Le socialiste ne fait pas de slogans aux travailleurs, et nous n'utilisons pas le syndicat simplement comme une caisse à savon à partir de laquelle haranguer les membres. Nous participons au syndicat, cherchons à rendre compte de nos actions et, lorsque des problèmes surviennent, nous en proposons une interprétation consciente de la classe. Forts de la vision socialiste, nous ne succombons pas à l'opportunisme et ne cessons de faire ce que nous pouvons pour faire des syndicalistes des socialistes, au lieu de laisser le syndicat édulcorer notre socialisme. En se tenant à l'écart des accords sournois et des magouilles politiques, en adoptant une position de principe sur des questions controversées, aussi impopulaires qu'une telle position puisse être en ce moment, en s'opposant sans crainte à des propositions contraires aux intérêts des travailleurs et, enfin, en présentant judicieusement l'analyse socialiste des problèmes quotidiens auxquels sont confrontés les travailleurs - cela constitue une activité socialiste dans le syndicat.
Lorsque les travailleurs sont enfermés dans un combat avec leur employeur, par le biais d'une grève, les socialistes en tant que groupe organisé devraient aider leurs collègues de toutes les manières possibles, par exemple en écrivant des articles et des tracts du point de vue des travailleurs, en s'exprimant sur les problèmes pertinents de la classe ouvrière lorsque invité à le faire lors des assemblées syndicales; offrir le siège du parti aux comités de grève, etc.

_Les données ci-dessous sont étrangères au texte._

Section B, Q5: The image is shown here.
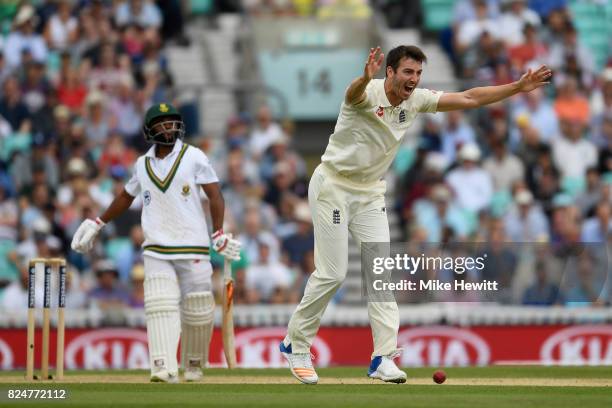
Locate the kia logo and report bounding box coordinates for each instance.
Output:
[0,339,13,370]
[65,329,149,370]
[231,327,331,367]
[397,326,491,367]
[540,325,612,365]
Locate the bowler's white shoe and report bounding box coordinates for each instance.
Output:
[151,370,178,384]
[185,367,202,382]
[368,351,406,384]
[280,341,319,384]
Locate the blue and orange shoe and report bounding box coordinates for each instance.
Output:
[368,350,406,384]
[279,341,319,384]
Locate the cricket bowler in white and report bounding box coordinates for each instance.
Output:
[72,103,240,383]
[280,46,552,384]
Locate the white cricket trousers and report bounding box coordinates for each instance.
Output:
[286,164,399,357]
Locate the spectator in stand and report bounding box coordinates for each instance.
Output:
[554,75,590,125]
[317,0,372,19]
[552,119,598,180]
[109,74,150,147]
[237,203,280,264]
[510,89,559,146]
[523,259,563,306]
[527,145,560,214]
[245,242,293,303]
[57,66,88,114]
[88,39,129,92]
[504,189,550,243]
[130,263,144,309]
[263,161,308,212]
[21,61,51,116]
[453,0,500,26]
[548,22,595,84]
[580,200,612,243]
[283,201,314,269]
[498,0,541,47]
[83,91,116,147]
[259,135,306,181]
[551,193,580,245]
[89,259,130,311]
[441,111,476,163]
[44,0,79,51]
[446,143,493,215]
[508,23,548,72]
[250,106,283,159]
[0,76,30,132]
[115,0,162,29]
[3,4,47,69]
[482,128,525,192]
[590,67,612,148]
[413,184,471,242]
[516,122,548,171]
[598,112,612,174]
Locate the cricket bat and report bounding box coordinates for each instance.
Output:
[221,259,236,368]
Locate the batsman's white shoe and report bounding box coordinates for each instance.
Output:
[280,341,319,384]
[151,370,178,384]
[184,367,203,382]
[368,351,406,384]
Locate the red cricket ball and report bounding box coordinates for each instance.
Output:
[433,370,446,384]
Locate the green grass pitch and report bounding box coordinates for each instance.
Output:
[0,366,612,408]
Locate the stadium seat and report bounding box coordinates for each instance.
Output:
[105,237,134,282]
[421,0,455,31]
[570,0,612,69]
[190,0,213,16]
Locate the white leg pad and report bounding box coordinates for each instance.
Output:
[181,292,215,369]
[144,275,181,375]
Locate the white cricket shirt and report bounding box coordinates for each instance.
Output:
[321,79,442,183]
[125,140,219,259]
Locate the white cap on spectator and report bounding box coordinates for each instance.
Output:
[85,91,105,105]
[293,201,312,223]
[53,105,70,119]
[45,235,62,251]
[431,184,453,203]
[32,217,51,234]
[13,4,36,27]
[459,143,480,161]
[274,162,291,176]
[425,152,448,173]
[514,190,533,205]
[270,134,289,146]
[66,157,87,175]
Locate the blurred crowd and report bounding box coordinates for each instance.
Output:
[242,0,372,19]
[396,0,612,304]
[0,0,314,316]
[0,0,612,318]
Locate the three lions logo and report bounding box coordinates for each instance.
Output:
[181,184,191,197]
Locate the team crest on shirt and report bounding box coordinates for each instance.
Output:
[142,190,151,205]
[399,109,406,123]
[181,184,191,197]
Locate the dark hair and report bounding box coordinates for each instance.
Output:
[385,45,427,72]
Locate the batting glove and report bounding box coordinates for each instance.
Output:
[212,229,242,261]
[70,217,106,254]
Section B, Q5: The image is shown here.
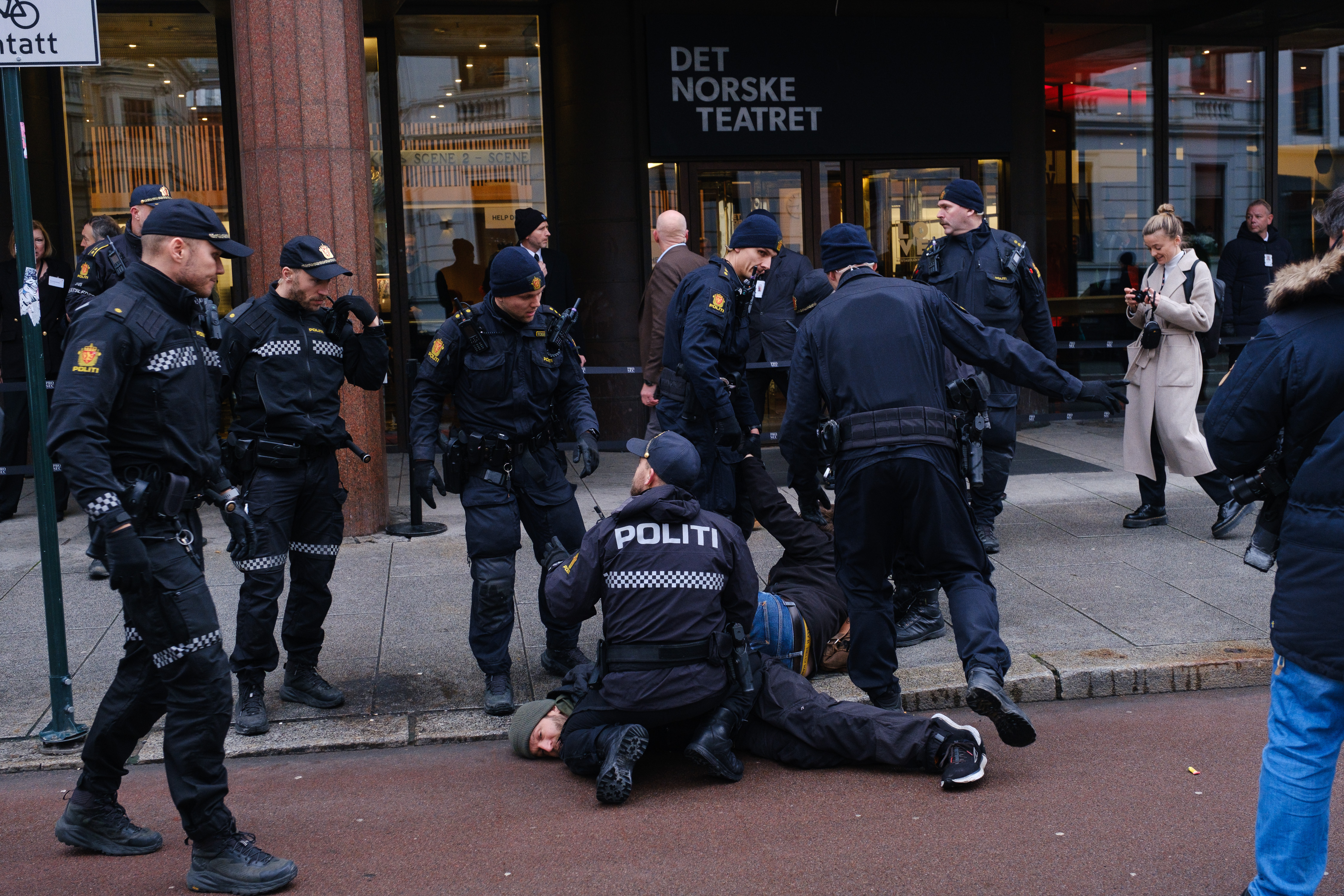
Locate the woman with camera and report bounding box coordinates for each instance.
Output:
[1124,204,1250,539]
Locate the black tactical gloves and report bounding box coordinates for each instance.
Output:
[104,524,153,594]
[714,416,742,447]
[411,461,448,509]
[574,430,602,480]
[1077,380,1129,412]
[332,293,379,328]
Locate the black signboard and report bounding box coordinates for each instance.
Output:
[647,16,1012,159]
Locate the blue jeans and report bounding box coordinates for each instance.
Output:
[1249,656,1344,896]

La suppression des syndicats dans n'importe quel pays signifie généralement la suppression de toute résistance organisée de la classe ouvrière. Ce fait devrait montrer à quel point les syndicats méritent le soutien socialiste.
C'est la réponse à la question de savoir quelle attitude un socialiste doit adopter vis-à-vis des syndicats.
R. Parker
* Cependant, la nature exploitante du capitalisme donne lieu au besoin de syndicats partout où les travailleurs travaillent pour un salaire.